The program is funded by system offices with matching funds from each of the universities. The offices of the president and the executive vice president provide a total of $10 million each year, and the three universities will collectively match a total $10 million-a-year for three years.
Funding is used for new faculty start-up costs such as purchase of equipment, renovation of learning and lab space, graduate student assistance and other needs associated with supporting the research and teaching of prominent faculty. Faculty salaries are not included and are covered by the universities. The goal is to recruit up to 15 exceptional faculty each year, for a total of up to 45 across the system over three years.
The program was created to help attract top professors who are engaged in leading-edge scholarship or creative activities, who are working in areas of high and/or emerging student demand, and who are able to provide transformative excellence to college, campus and system missions.

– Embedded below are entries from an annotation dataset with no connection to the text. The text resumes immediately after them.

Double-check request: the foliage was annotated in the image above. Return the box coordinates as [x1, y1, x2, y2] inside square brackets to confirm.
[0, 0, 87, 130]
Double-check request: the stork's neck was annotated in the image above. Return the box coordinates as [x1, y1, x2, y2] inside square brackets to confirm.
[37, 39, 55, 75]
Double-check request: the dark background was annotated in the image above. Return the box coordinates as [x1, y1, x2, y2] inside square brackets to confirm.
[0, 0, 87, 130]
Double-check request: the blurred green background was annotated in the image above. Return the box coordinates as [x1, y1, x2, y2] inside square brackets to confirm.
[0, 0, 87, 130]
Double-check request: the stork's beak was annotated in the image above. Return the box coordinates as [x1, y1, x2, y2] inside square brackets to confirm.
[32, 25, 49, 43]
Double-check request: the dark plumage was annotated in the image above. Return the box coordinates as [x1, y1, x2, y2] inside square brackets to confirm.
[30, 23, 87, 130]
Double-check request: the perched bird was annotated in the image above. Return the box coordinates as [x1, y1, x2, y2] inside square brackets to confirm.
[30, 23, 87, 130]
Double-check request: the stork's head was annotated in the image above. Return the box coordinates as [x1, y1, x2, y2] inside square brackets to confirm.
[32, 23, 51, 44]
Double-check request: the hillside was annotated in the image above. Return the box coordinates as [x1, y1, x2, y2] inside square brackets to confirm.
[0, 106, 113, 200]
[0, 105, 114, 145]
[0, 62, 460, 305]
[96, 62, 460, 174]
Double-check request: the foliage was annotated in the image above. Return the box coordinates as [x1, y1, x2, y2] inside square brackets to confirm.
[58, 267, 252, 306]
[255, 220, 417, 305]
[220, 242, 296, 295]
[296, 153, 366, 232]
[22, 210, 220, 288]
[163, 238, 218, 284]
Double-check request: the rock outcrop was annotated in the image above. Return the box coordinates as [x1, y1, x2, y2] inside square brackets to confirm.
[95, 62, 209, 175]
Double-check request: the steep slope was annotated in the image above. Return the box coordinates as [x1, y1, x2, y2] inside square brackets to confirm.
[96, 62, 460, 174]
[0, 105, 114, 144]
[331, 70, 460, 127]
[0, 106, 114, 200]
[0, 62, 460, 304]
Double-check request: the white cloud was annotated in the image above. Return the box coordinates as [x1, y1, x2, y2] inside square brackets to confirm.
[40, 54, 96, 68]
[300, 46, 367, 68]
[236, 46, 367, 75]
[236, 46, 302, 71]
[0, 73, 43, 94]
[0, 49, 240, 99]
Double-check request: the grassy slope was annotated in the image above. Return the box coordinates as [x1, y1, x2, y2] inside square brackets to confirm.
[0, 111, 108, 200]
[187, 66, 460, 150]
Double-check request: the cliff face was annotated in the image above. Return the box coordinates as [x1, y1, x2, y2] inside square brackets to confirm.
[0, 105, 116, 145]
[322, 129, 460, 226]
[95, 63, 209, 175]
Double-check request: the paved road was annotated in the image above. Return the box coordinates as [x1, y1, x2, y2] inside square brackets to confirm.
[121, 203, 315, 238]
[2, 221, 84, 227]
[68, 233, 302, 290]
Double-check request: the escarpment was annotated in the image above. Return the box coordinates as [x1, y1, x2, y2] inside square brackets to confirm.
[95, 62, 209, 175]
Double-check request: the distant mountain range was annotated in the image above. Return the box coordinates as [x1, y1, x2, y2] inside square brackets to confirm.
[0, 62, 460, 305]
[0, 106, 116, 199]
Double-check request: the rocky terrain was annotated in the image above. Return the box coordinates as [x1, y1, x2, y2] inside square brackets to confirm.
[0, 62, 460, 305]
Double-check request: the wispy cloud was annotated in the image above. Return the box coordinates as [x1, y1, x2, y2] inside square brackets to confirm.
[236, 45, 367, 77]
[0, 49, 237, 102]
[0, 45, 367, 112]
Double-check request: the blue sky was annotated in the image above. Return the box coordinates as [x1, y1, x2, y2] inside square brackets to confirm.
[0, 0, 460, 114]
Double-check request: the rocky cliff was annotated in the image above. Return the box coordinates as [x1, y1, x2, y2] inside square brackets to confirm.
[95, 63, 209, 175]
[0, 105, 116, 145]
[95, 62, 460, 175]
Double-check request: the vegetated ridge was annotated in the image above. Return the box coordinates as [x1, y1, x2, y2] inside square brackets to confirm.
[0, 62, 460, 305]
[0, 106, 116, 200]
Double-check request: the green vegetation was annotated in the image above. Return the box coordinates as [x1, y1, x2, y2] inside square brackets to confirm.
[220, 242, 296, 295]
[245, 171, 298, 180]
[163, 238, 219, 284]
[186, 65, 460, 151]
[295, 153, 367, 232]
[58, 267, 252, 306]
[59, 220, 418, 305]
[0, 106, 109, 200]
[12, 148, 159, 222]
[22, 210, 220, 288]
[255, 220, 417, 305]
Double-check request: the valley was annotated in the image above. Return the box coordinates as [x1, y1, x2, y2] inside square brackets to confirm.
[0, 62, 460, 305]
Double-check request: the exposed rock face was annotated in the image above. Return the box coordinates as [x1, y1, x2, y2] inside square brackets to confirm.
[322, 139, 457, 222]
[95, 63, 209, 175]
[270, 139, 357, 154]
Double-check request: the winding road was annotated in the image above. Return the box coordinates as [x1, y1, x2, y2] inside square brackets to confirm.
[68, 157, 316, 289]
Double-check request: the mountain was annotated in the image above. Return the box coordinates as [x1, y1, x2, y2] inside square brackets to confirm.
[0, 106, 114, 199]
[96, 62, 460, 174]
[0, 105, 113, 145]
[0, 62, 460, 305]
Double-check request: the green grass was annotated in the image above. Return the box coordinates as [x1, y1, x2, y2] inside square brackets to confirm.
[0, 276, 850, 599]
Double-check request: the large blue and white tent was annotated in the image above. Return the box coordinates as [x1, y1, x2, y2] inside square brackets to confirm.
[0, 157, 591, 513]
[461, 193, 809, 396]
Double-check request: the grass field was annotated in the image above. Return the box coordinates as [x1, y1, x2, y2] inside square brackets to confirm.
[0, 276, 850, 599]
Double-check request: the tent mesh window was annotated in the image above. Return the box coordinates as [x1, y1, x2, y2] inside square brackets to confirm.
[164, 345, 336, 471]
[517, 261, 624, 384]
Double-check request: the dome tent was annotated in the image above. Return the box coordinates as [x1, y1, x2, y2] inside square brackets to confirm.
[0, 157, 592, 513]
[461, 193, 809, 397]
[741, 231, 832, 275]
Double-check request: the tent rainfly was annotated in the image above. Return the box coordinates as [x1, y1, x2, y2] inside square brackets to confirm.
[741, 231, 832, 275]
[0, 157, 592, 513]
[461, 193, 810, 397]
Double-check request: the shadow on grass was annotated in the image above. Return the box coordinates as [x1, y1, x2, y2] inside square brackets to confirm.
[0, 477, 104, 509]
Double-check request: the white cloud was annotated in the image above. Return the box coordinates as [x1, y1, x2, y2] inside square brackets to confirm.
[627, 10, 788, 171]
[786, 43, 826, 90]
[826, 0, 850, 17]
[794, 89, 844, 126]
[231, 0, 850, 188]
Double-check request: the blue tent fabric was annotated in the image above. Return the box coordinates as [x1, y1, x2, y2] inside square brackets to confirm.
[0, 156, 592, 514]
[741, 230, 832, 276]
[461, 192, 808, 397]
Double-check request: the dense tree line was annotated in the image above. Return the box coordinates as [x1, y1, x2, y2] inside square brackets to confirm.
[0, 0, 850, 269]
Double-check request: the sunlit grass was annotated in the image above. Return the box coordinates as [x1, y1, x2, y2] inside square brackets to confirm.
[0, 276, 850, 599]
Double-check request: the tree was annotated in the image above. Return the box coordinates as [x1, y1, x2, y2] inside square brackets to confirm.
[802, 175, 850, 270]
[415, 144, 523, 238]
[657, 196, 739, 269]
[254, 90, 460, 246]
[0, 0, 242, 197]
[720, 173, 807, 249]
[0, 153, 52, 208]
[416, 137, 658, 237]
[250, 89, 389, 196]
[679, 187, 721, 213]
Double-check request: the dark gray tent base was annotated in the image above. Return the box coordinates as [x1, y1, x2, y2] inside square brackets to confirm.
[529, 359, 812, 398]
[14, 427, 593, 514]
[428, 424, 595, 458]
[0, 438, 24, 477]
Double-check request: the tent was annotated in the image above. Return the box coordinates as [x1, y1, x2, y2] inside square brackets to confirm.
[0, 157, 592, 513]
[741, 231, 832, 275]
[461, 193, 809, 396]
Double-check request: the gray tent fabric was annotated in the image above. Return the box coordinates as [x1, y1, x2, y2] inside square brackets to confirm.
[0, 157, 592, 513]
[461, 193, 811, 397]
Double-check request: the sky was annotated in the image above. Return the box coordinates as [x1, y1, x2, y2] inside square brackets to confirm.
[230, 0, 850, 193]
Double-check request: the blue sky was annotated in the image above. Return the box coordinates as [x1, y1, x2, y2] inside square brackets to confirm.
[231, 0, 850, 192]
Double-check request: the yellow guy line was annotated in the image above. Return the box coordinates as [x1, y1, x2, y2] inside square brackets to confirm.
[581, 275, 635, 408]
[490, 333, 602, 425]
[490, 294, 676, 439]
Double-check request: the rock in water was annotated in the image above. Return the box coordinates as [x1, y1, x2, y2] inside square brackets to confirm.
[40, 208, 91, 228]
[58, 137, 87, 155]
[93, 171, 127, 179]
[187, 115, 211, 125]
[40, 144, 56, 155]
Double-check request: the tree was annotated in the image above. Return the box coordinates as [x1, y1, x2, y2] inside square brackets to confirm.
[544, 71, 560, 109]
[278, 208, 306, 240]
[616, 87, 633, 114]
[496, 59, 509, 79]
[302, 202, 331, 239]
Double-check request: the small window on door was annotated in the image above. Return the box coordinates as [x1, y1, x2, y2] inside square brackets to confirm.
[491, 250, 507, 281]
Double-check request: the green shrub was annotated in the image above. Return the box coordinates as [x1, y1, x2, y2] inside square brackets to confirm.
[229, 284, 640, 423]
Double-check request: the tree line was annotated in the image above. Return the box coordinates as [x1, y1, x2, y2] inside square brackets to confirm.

Emphasis is also placed on faculty who enhance the diversity of departments and colleges at the three universities.
Each proposal requires support from the unit’s executive officer, the college dean and the provost of the respective university. Proposals are evaluated by the president, executive vice president and the vice president for economic development and innovation.
The University of Illinois System is a world leader in research and discovery, and the largest educational institution in the state with more than 83,000 students, nearly 25,000 faculty and staff, and universities in Urbana-Champaign, Chicago and Springfield. The U of I System awards more than 22,000 undergraduate, graduate and professional degrees annually.